On the server side the main problem is that we do not split out the different types early on: We wait until we reach ingester/segment writer to do that. (eg. see here for v2). If we would be doing this earlier (before we do the relabeling). We could simply drop them using a relabeling rules.
Very similar labels __unit__/__type__ could also be added in the alloy relabelling pipeline (at least for profiles in pprof format/using push.v1 style APIs).
Wdyt about that?
Very similar labels unit/type could also be added in the alloy rebeling pipeline (at least for profiles in pprof format/using push.v1 style APIs).
It would require to introduce decompress - unmarshall - marshal - compress procedure, right? If so, I would prefer if we solve this by not increasing load on alloy.
On the server side : while the early profile type split seems powerful. I think it makes sense to clarify some implementation details.
- Does it mean we split 1 memory profile into 4 profiles and then each of them have a copy of symbols? I am slightly worried we would quadruple segment writer load (unmarshaling profs, deduplicating symbols)
- Introduction of new labels would put them into different shards? I guess we can drop the labels after relabeling.
- Currently distributors send multiple profiles concurrently to segment writers, but in practice it is rarely used and usually it's just one profile inflight there. How do you think it would affect our latency if we introduce 4 requests there instead of 1?
Another Idea is to employ relabeling rules without actually splitting the pprof into multiples.

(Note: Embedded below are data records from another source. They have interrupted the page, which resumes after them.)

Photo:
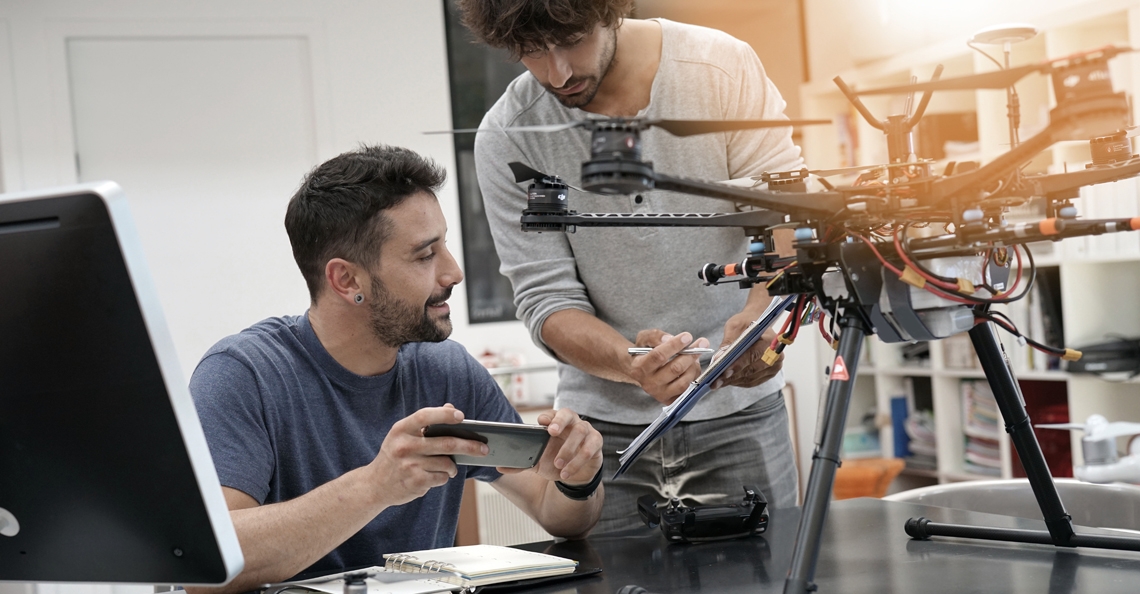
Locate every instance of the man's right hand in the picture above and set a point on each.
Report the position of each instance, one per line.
(409, 464)
(662, 373)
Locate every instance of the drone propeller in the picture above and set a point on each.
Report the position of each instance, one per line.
(1099, 428)
(1000, 79)
(526, 173)
(674, 127)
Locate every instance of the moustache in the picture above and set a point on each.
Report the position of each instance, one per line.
(444, 297)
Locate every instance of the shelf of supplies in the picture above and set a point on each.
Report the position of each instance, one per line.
(959, 477)
(908, 372)
(978, 374)
(523, 368)
(920, 472)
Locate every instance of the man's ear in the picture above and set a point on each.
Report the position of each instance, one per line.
(345, 281)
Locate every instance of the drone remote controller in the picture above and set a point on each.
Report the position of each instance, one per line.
(707, 522)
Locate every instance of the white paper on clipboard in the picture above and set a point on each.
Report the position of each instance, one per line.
(702, 384)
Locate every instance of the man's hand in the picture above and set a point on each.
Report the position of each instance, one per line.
(749, 369)
(408, 464)
(573, 454)
(664, 373)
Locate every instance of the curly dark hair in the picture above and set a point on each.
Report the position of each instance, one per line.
(339, 211)
(519, 25)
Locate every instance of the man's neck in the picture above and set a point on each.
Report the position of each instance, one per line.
(343, 332)
(625, 89)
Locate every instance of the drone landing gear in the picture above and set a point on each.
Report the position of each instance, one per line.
(827, 457)
(1008, 396)
(1017, 423)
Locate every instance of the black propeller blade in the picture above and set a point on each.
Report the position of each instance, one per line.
(998, 79)
(526, 173)
(674, 127)
(703, 127)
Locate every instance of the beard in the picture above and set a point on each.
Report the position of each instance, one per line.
(593, 81)
(396, 322)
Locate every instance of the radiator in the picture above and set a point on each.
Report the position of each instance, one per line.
(501, 522)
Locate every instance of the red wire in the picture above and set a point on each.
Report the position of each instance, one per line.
(1017, 279)
(943, 284)
(795, 315)
(877, 254)
(825, 335)
(897, 271)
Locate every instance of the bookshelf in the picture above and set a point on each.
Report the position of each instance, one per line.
(1092, 283)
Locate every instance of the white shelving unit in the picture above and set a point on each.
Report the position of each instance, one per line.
(1099, 277)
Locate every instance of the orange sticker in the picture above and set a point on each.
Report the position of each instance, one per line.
(839, 371)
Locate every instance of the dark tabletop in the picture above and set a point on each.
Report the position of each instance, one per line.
(864, 551)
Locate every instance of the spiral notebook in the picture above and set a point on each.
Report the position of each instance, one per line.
(447, 569)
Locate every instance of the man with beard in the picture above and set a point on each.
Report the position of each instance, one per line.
(589, 295)
(315, 422)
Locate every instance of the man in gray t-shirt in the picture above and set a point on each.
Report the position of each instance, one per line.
(316, 422)
(589, 295)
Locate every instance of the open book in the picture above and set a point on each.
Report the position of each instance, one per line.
(445, 569)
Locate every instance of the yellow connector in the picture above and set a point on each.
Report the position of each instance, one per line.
(912, 278)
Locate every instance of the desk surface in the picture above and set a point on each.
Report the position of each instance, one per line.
(864, 551)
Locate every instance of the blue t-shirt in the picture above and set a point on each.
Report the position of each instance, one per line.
(283, 417)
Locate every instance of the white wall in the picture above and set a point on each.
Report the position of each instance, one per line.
(377, 72)
(843, 34)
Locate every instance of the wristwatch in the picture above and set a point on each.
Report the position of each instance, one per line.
(580, 493)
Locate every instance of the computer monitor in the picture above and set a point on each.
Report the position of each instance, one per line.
(105, 475)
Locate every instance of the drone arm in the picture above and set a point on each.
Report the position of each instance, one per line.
(925, 102)
(1061, 184)
(995, 170)
(748, 219)
(858, 104)
(823, 204)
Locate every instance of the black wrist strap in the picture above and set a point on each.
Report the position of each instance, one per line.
(580, 493)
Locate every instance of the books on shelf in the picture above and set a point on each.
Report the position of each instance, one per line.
(923, 444)
(447, 569)
(982, 429)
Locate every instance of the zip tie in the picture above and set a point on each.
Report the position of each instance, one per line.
(911, 277)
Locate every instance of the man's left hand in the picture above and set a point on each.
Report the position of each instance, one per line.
(749, 371)
(573, 454)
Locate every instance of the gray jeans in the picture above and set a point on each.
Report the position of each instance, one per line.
(701, 462)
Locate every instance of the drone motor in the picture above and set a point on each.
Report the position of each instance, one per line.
(616, 165)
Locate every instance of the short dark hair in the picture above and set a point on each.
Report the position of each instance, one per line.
(338, 212)
(519, 25)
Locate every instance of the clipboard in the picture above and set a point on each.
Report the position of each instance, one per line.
(702, 384)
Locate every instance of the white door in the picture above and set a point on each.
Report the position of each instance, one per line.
(209, 138)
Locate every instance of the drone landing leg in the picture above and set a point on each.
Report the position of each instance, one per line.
(1017, 423)
(825, 461)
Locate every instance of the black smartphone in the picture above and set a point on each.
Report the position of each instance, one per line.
(511, 445)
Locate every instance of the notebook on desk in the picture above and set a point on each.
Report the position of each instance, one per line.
(446, 569)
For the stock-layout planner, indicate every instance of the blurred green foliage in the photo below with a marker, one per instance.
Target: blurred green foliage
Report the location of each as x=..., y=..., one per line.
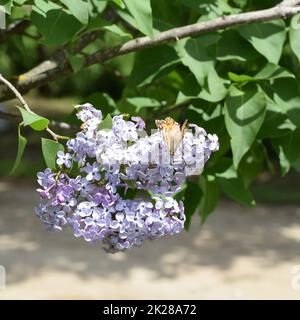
x=241, y=83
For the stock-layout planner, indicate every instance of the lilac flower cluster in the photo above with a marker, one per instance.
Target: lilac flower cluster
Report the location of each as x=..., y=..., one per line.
x=89, y=190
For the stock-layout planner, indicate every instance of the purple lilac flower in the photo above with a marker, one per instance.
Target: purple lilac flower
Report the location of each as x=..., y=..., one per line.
x=123, y=157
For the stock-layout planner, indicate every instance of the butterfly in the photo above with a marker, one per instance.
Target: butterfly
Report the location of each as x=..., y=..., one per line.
x=172, y=132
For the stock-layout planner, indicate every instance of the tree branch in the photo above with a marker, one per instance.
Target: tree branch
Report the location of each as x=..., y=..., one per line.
x=58, y=65
x=26, y=107
x=53, y=123
x=16, y=27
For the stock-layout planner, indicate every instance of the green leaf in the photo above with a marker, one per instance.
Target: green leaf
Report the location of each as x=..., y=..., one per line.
x=192, y=198
x=275, y=119
x=50, y=149
x=252, y=163
x=33, y=120
x=288, y=149
x=143, y=102
x=106, y=123
x=43, y=6
x=244, y=115
x=233, y=47
x=272, y=71
x=294, y=36
x=215, y=88
x=235, y=189
x=210, y=198
x=119, y=3
x=101, y=101
x=79, y=9
x=21, y=147
x=266, y=37
x=76, y=61
x=286, y=95
x=239, y=78
x=151, y=63
x=56, y=26
x=198, y=54
x=142, y=13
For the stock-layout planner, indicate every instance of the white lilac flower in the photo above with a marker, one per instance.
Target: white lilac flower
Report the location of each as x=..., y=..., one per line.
x=64, y=159
x=122, y=158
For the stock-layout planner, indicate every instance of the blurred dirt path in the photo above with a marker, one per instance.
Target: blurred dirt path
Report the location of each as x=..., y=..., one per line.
x=239, y=253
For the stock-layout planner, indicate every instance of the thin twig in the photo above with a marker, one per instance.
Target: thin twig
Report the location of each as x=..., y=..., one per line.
x=53, y=123
x=58, y=65
x=25, y=105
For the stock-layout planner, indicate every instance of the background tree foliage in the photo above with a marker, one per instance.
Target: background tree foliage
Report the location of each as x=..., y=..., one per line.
x=241, y=83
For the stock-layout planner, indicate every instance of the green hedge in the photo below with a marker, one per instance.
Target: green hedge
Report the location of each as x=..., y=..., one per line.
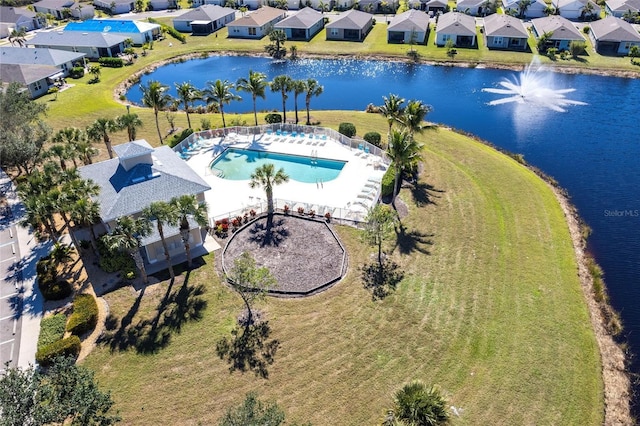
x=51, y=329
x=64, y=347
x=85, y=315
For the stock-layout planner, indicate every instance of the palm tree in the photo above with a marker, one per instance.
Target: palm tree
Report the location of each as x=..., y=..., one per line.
x=219, y=94
x=282, y=84
x=100, y=130
x=312, y=88
x=419, y=405
x=256, y=84
x=266, y=177
x=187, y=93
x=162, y=213
x=188, y=207
x=154, y=96
x=297, y=87
x=131, y=122
x=126, y=236
x=403, y=151
x=392, y=110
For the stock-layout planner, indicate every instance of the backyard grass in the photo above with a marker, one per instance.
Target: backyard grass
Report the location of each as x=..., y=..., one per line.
x=490, y=310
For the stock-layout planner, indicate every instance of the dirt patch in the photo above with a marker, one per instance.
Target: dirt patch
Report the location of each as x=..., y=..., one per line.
x=303, y=255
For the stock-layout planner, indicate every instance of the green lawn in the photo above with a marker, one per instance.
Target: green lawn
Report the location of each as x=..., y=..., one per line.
x=490, y=310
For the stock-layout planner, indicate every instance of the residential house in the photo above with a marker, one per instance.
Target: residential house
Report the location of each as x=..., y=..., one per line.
x=562, y=31
x=138, y=176
x=411, y=26
x=505, y=32
x=63, y=60
x=16, y=18
x=62, y=9
x=256, y=24
x=619, y=8
x=302, y=25
x=204, y=20
x=576, y=9
x=115, y=7
x=36, y=78
x=456, y=26
x=534, y=10
x=93, y=45
x=352, y=25
x=139, y=31
x=613, y=36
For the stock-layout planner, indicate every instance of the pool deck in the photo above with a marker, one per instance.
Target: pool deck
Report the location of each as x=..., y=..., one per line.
x=347, y=197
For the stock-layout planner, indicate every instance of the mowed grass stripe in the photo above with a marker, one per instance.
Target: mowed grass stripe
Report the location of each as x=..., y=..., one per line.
x=493, y=315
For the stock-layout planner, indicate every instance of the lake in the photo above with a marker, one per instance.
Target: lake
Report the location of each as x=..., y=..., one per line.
x=592, y=150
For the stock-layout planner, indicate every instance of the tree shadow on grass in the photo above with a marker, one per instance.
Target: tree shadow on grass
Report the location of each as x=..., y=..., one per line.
x=424, y=193
x=249, y=349
x=381, y=280
x=147, y=336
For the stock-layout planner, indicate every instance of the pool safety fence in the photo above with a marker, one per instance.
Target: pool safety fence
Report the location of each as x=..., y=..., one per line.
x=230, y=135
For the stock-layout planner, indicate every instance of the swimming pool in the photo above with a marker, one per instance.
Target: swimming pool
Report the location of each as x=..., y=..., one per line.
x=239, y=164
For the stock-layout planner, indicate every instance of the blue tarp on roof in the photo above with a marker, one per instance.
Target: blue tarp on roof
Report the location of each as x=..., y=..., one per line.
x=103, y=26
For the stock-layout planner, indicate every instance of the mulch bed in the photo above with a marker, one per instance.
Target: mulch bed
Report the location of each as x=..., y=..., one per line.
x=303, y=255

- Introduce an extra relabeling config , call it
sample_type_relabeling_rules - invoke the new relabeling N times where N is the number of profiling type, including profile type along the series labels as an input.
- if the result of the relabeling is
drop- set corresponding value tozero - compact profile - removes samples with
zerovalues.
Another Idea is to employ relabelling rules without actually splitting the pprof into multiples.
This is probably the most balanced approach. I think for the N times you could probably also provide the same labels as the ones added later __unit__/__type__ easily.
An explicit sample_type relabeling step / setting makes things very clear and it could be done before we do metering of the profile type.